It was introduced in the Constitution on October 17, 1949.

The announcement, capping days of uncertainty in Jammu and Kashmir, led to an uproar, in the House and outside it too.

India had failed Kashmir in keeping its promises, PDP chief and former Jammu and Kashmir chief minister Mehbooba Mufi said.

She said the government's unilateral decision "to scrap Article 370" is illegal and unconstitutional.

It will make India an occupational force in Jammu and Kashmir, Mehbooba said on Twitter.

"It will have catastrophic consequences for the subcontinent. GOIs intentions are clear. They want the territory of J&K by terrorising its people. India has failed Kashmir in keeping its promises," Mehbooba, who is under house arrest in Srinagar, said on Twitter.

"Not sure how long I'll be able to communicate. Is this the India we acceded to?" she asked.

National Conference leader Omar Abdullah echoed her outrage, also labelling the government's move "unilateral".

"Government of India (GOI)'s unilateral and shocking decisions today are a total betrayal of the trust that the people of Jammu & Kashmir had reposed in India when the state acceded to it in 1947. The decisions will have far-reaching and dangerous consequences. This is an aggression against people of the State as had been warned by an all-parties meeting in Srinagar yesterday," he said.

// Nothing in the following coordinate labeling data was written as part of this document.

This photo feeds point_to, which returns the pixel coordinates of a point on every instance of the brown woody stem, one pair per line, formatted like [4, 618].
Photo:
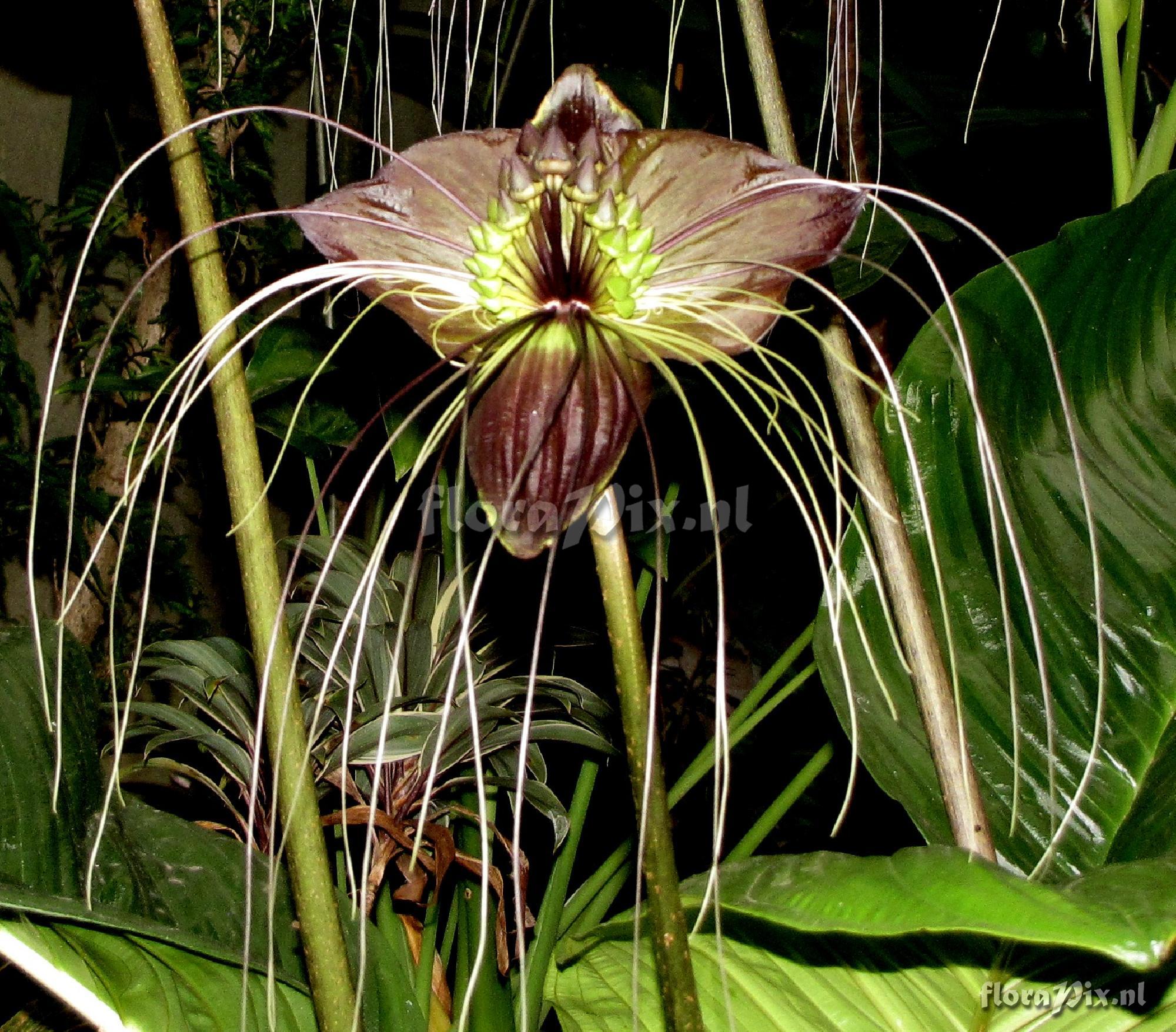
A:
[671, 942]
[900, 573]
[306, 853]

The government, he said in a statement, had resorted to "deceit and stealth" to lay the ground for these disastrous decisions.

"Those of us who gave democratic voice to the people of Jammu & Kashmir, are incarcerated as lakhs of armed security personnel have been put on the ground... A long and tough battle lies ahead. We are ready for that," he said.

The mood was triumphant in the BJP quarters.

The government's move on Article 370, said senior party leader Arun Jaitley, is a monumental decision towards national integration. His party colleague Ram Madhav also hailed the decision.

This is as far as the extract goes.